Esas cosas que nos hacen
sentir vivos
Atrevernos
y fracasar. Volver a intentarlo una, diez y doce veces y entonces
sí… Alcanzar el éxito. Un paseo a media tarde donde permitir que
surjan ideas nuevas. Practicar un deporte. La satisfacción de un
trabajo bien hecho. Una
mano que nos coge en el instante más necesitado.

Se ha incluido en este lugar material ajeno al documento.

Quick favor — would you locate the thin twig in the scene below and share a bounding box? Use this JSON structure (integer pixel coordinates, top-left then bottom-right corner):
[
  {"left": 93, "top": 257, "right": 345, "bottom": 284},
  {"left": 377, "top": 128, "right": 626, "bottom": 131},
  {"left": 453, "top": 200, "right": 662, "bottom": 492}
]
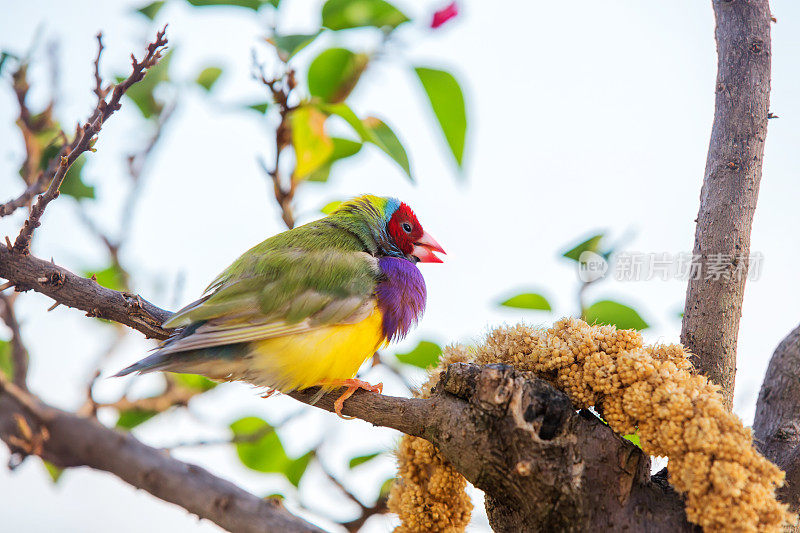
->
[
  {"left": 12, "top": 27, "right": 169, "bottom": 254},
  {"left": 0, "top": 294, "right": 30, "bottom": 390}
]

Un instante de soledad. La complicidad de los amigos. Un camino que
construir en pareja.
Nuestras aficiones y placeres. La risa de un niño. Cerrar una etapa
e iniciar otra con más ganas, más miedo pero con mayor fortaleza…
Esas
cosas que nos hacen sentir vivos son las que encienden nuestra
alma. Son
las que ponen cimientos a nuestro ser, ilusión a nuestros
proyectos, motivos a nuestra conducta y energía a nuestra capacidad
de crecimiento. Tenerlas presentes es algo fundamental, porque de no
ser así nuestro tejido psicológico y resistencias se desvanecen. Y
entonces ocurre lo más peligroso: llega el vacío y la certeza de
que la propia existencia carece de sentido.
Experimentar
ese vacío es lo opuesto a sentir la vida y por ello, debemos ser
capaces defendernos de él, de llenar cada rincón y recoveco de
nuestra mente de esas cosas que sí nos den sentido. Ya lo
dijo Viktor
Frankl en
su momento. El
padre de la logoterapia y superviviente de varios campos de
concentración, nos enseñó en sus libros que nuestra misión como
seres humanos es hallar un propósito.
Asumir una responsabilidad para con nosotros mismos y para el propio
ser humano para poder así sentirnos plenos, realizados y libres.
Las
cosas que nos hacen sentir vivos de verdad están hechas de un
material sin igual: el entusiasmo. Cada uno de nosotros tendremos
que hallar esos propósitos personales y ser lo bastante valientes
como para darles forma, como para hacer de ellos nuestra razón,
nuestra auténtica pasión cotidiana. Porque como dijo Helen Keller
una vez, si
uno tiene el impulso de volar,
no tiene por qué seguir gateando aunque otros lo hagan.